Veteran former FBI man: ‘Big Intel is a brilliant analysis of a serious issue facing our country.’
Editor’s Note: This piece by Thomas Baker is based on J. Michael Waller’s new book, Big Intel.
In Big Intel: How the CIA and FBI Went from Cold War Heroes to Deep State Villains, J. Michael Waller describes the crisis America is facing with the subversion of our intelligence institutions. Waller is the senior analyst for strategy at the Center for Security Policy and the president of Georgetown Research, a political risk and private intelligence company. He holds a Ph.D. in International Security Affairs from Boston University. Big Intel itself builds on Waller’s earlier Secret Empire: The KGB in Russia Today. That book predicted today’s gangster government in Russia, run by former KGB officers.

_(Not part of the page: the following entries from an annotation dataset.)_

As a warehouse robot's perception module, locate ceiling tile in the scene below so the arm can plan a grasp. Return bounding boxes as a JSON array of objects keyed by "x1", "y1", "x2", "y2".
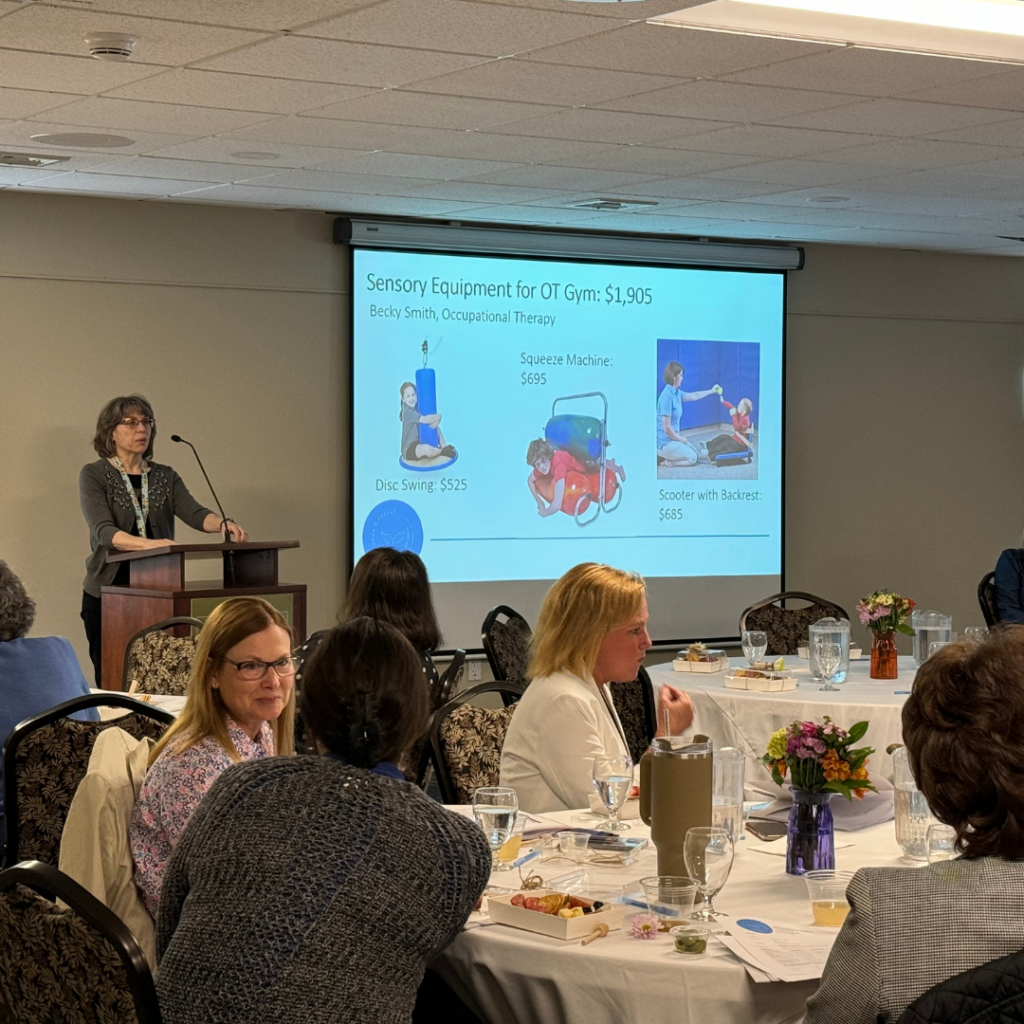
[
  {"x1": 18, "y1": 171, "x2": 218, "y2": 196},
  {"x1": 311, "y1": 153, "x2": 520, "y2": 178},
  {"x1": 663, "y1": 125, "x2": 880, "y2": 158},
  {"x1": 303, "y1": 0, "x2": 627, "y2": 56},
  {"x1": 0, "y1": 50, "x2": 163, "y2": 95},
  {"x1": 307, "y1": 89, "x2": 559, "y2": 131},
  {"x1": 490, "y1": 108, "x2": 733, "y2": 145},
  {"x1": 0, "y1": 121, "x2": 189, "y2": 157},
  {"x1": 456, "y1": 165, "x2": 651, "y2": 191},
  {"x1": 727, "y1": 46, "x2": 1007, "y2": 103},
  {"x1": 152, "y1": 135, "x2": 374, "y2": 169},
  {"x1": 814, "y1": 135, "x2": 1007, "y2": 170},
  {"x1": 3, "y1": 3, "x2": 267, "y2": 67},
  {"x1": 520, "y1": 20, "x2": 822, "y2": 79},
  {"x1": 407, "y1": 57, "x2": 679, "y2": 113},
  {"x1": 0, "y1": 89, "x2": 81, "y2": 121},
  {"x1": 35, "y1": 96, "x2": 276, "y2": 135},
  {"x1": 770, "y1": 99, "x2": 1019, "y2": 136},
  {"x1": 203, "y1": 36, "x2": 489, "y2": 88},
  {"x1": 599, "y1": 82, "x2": 850, "y2": 127},
  {"x1": 72, "y1": 0, "x2": 375, "y2": 32},
  {"x1": 244, "y1": 170, "x2": 448, "y2": 196},
  {"x1": 106, "y1": 68, "x2": 368, "y2": 114}
]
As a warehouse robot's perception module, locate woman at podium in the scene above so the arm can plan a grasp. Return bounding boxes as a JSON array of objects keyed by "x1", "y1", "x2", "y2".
[{"x1": 78, "y1": 394, "x2": 248, "y2": 686}]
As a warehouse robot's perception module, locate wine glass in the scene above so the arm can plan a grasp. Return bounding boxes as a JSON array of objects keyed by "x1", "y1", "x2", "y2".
[
  {"x1": 590, "y1": 754, "x2": 633, "y2": 831},
  {"x1": 814, "y1": 637, "x2": 843, "y2": 690},
  {"x1": 742, "y1": 630, "x2": 768, "y2": 665},
  {"x1": 473, "y1": 785, "x2": 519, "y2": 870},
  {"x1": 683, "y1": 825, "x2": 734, "y2": 922}
]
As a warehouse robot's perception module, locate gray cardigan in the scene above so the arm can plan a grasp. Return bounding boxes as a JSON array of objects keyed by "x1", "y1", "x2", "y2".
[
  {"x1": 78, "y1": 459, "x2": 211, "y2": 597},
  {"x1": 806, "y1": 857, "x2": 1024, "y2": 1024},
  {"x1": 157, "y1": 757, "x2": 490, "y2": 1024}
]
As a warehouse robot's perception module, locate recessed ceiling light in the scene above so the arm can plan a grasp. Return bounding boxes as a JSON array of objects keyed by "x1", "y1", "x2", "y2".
[
  {"x1": 31, "y1": 131, "x2": 135, "y2": 150},
  {"x1": 649, "y1": 0, "x2": 1024, "y2": 62}
]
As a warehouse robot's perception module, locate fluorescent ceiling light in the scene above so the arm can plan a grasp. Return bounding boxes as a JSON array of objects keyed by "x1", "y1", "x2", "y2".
[{"x1": 649, "y1": 0, "x2": 1024, "y2": 62}]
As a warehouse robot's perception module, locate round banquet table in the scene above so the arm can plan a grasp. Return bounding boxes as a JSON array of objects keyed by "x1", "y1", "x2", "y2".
[
  {"x1": 647, "y1": 655, "x2": 918, "y2": 782},
  {"x1": 431, "y1": 808, "x2": 914, "y2": 1024}
]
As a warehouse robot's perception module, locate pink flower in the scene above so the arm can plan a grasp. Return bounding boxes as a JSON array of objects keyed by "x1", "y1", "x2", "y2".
[{"x1": 630, "y1": 913, "x2": 662, "y2": 939}]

Waller’s analysis is deeply rooted in his own life experiences. Straight out of a John le Carré novel, he has had some very “up close and personal” brushes with spies and spycraft — beginning with early recruitment by that old Cold War warrior, Reagan CIA Director William Casey, which led to fieldwork in Latin America. Later studies and trips in the ’90s brought Waller to the Soviet Union, which placed him in contact with the notorious FBI turncoat Bob Hanssen, which in turn led to an awkward moment with FBI Director Louis Freeh. Most of this riveting biographical information is told in Big Intel’s first 30 pages, thus briefly establishing the author’s bona fides.

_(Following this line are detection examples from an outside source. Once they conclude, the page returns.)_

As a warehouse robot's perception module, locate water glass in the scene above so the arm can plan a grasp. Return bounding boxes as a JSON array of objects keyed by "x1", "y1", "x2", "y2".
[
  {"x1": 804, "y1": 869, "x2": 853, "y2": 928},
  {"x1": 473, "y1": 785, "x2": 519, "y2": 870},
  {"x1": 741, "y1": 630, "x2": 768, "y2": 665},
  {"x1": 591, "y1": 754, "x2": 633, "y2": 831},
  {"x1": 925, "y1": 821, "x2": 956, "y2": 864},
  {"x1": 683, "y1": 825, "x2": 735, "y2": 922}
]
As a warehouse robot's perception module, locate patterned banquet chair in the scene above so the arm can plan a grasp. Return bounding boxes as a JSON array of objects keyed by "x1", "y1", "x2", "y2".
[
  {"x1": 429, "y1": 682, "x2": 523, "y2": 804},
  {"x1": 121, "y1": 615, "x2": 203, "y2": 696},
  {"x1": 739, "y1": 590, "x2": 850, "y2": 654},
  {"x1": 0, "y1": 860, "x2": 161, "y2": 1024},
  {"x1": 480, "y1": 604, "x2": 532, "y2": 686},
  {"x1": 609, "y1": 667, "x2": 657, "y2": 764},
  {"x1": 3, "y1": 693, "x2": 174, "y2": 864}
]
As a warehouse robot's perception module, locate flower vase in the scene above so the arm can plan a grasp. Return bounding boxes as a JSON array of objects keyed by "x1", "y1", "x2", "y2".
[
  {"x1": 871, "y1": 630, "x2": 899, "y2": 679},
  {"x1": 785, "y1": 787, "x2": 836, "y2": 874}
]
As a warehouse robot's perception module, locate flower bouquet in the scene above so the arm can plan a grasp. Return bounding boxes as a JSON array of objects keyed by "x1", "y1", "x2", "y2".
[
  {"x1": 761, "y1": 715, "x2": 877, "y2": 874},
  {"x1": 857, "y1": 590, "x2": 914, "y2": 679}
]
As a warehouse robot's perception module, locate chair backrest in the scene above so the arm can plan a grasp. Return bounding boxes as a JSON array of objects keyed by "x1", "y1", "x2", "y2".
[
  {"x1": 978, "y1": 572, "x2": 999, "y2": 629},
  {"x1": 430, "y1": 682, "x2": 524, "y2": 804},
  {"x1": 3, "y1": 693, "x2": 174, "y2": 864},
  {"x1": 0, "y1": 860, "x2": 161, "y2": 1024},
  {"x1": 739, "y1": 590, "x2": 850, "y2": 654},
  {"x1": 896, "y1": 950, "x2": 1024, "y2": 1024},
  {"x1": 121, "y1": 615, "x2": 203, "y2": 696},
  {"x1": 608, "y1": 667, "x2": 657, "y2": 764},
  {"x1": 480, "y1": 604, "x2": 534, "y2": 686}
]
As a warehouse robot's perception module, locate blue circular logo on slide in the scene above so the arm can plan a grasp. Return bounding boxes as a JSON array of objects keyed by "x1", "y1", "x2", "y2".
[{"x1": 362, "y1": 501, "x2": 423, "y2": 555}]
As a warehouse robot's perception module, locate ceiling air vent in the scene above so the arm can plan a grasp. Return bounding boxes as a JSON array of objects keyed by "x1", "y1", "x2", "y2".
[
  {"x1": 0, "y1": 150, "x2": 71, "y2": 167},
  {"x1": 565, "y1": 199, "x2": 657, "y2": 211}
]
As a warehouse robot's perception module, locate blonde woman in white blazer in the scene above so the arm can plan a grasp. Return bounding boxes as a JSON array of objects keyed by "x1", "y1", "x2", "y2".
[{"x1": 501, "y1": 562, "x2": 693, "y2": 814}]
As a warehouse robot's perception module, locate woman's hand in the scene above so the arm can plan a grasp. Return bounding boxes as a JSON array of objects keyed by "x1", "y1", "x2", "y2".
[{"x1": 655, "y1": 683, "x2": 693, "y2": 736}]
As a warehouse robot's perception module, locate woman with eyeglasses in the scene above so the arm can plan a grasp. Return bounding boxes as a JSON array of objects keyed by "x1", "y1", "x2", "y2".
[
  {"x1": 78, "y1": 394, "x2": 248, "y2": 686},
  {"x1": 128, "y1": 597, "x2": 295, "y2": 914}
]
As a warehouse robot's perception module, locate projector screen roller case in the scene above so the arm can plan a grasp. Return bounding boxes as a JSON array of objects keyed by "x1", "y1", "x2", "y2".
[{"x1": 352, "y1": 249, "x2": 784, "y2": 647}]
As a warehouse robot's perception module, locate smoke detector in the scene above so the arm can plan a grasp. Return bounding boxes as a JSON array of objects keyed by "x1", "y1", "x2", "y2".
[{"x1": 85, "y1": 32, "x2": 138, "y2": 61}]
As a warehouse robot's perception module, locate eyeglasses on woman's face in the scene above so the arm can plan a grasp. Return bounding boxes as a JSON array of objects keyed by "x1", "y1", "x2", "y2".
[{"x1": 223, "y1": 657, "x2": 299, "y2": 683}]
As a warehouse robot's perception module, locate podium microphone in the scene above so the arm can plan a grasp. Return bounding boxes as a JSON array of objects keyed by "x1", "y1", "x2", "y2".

The bulk of Big Intel is two parallel — and occasionally intertwined — histories. The one is a tale of spies, spying, and subversion; the evolution of militant Marxist-Leninism into cultural Marxism as manifest in contemporary woke culture. The second history is that of the CIA and FBI, which originally fought the overt aggression of Marxist-Leninism but have now themselves been subverted by cultural Marxism in the guise of woke culture and the “diversity, equity, and inclusion” trope.

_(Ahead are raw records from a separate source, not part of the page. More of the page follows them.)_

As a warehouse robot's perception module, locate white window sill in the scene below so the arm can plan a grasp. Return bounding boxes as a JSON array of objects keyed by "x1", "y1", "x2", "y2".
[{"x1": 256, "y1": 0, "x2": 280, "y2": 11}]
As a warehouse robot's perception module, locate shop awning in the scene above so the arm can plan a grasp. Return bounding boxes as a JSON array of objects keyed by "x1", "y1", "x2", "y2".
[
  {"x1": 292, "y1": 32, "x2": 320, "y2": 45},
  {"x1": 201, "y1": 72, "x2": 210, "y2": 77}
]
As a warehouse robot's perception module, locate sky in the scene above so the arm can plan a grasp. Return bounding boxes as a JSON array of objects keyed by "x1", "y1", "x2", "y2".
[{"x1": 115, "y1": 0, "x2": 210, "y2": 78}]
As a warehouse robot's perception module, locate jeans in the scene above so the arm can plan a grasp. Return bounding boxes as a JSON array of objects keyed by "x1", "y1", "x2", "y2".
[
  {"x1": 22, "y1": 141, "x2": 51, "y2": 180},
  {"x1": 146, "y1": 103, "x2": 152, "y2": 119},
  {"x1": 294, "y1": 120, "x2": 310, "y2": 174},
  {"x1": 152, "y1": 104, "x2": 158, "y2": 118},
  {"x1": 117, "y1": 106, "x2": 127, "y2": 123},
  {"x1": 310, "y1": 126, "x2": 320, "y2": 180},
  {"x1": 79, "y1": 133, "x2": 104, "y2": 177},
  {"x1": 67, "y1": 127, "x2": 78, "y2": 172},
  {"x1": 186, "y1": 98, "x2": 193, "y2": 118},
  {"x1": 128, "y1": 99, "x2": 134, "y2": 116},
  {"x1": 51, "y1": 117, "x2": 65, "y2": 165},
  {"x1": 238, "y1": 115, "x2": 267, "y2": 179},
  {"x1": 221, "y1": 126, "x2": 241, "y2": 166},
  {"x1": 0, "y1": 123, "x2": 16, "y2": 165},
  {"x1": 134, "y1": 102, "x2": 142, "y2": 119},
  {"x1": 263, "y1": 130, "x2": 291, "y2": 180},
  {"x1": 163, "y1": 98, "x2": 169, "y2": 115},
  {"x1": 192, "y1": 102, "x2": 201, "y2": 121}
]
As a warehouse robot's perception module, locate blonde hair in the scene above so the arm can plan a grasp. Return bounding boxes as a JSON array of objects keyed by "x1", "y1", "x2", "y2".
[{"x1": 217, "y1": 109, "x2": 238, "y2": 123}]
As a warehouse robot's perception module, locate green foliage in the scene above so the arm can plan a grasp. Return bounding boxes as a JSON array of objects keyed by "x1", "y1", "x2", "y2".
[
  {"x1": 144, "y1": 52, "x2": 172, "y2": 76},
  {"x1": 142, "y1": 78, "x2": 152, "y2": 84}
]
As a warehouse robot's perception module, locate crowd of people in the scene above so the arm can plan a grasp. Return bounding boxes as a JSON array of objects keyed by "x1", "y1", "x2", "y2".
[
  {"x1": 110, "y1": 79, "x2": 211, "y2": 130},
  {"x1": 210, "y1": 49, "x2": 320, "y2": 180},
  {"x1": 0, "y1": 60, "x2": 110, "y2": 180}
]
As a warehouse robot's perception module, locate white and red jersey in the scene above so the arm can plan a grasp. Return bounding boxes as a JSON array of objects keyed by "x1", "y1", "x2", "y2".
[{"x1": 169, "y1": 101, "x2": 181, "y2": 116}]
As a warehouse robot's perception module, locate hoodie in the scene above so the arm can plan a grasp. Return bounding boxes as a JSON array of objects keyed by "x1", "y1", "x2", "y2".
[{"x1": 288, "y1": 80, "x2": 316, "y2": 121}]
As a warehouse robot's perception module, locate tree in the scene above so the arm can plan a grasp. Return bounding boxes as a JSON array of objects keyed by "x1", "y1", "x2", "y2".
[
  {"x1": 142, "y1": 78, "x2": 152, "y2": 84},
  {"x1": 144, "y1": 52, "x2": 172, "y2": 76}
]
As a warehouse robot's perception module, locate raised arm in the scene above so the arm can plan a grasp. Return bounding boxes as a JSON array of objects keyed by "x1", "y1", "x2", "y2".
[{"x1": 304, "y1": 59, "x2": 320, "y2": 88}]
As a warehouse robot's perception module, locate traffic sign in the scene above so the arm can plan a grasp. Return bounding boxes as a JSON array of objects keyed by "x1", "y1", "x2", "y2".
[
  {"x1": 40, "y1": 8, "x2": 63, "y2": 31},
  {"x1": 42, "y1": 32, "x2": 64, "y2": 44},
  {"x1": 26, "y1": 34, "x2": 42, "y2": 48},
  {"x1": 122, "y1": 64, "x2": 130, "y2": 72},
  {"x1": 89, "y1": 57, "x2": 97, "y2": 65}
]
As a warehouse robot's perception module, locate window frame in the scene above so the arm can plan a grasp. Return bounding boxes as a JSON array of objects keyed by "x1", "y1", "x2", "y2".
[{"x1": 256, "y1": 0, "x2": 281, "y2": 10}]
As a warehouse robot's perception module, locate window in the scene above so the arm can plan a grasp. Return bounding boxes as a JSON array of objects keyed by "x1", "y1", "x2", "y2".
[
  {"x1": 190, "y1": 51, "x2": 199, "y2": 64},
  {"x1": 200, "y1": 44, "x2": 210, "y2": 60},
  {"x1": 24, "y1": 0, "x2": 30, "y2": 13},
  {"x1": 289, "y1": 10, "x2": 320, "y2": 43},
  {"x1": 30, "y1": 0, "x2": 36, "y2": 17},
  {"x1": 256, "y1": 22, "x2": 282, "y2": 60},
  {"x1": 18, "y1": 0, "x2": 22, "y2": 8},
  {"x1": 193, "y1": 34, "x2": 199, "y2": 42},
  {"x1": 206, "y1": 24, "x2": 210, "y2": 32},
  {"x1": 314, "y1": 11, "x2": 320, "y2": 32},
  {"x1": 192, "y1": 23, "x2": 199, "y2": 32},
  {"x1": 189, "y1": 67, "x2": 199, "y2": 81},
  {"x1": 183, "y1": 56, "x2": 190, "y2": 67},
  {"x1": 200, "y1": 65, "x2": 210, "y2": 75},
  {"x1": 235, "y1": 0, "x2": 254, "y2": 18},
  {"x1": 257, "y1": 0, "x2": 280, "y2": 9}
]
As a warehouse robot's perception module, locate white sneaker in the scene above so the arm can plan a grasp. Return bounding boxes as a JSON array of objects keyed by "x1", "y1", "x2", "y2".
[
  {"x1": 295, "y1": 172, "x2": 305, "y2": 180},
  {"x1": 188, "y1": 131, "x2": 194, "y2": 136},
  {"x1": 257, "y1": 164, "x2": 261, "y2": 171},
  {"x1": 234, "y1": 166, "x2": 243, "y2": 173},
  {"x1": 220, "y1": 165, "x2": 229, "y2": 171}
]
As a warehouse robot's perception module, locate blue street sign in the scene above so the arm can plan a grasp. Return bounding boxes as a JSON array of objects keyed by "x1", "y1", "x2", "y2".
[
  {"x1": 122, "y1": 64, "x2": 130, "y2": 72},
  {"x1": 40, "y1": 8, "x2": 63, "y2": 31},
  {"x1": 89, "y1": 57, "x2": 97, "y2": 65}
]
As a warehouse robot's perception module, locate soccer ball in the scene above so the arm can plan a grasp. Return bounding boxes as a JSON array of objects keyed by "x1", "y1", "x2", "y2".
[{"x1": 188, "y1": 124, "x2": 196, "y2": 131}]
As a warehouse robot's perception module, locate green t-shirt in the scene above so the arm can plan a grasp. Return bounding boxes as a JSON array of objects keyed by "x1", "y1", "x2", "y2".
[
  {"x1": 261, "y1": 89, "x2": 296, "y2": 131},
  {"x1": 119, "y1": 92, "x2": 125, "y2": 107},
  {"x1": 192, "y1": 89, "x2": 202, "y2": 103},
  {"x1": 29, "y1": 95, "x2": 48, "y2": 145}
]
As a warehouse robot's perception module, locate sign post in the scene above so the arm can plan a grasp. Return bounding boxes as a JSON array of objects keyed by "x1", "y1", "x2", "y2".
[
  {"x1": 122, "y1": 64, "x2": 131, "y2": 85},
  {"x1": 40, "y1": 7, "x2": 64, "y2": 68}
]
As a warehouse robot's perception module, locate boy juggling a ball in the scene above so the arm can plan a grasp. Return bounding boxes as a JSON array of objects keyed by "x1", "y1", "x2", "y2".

Waller begins with the behavior of the FBI, cheered on by John Brennan’s CIA, in the groundless Trump campaign investigation. We first see Peter Strzok, the FBI executive who began the Trump campaign investigation “Crossfire Hurricane,” both opening the case and then traveling to London to conduct the investigation, usurping the role of a field agent. Then we had Andy McCabe, the former FBI deputy director, who was acting director after James Comey was fired, ordering an investigation of Trump for obstruction of justice. Other than the firing itself, McCabe offered no predicate for this investigative initiative. The ultimate offender was former FBI Director James Comey. The abuse of power by Comey, McCabe, Strzok, and others has undermined public trust in the FBI.
Waller sees these abuses as far more dangerous than these agencies merely interfering in partisan politics. He sees these powerful agencies as being the spearhead of a foundational transformation of our country and society. His Big Intel answers the question, how did this happen? He takes us back to Moscow more than a century ago, before there was an FBI or a CIA.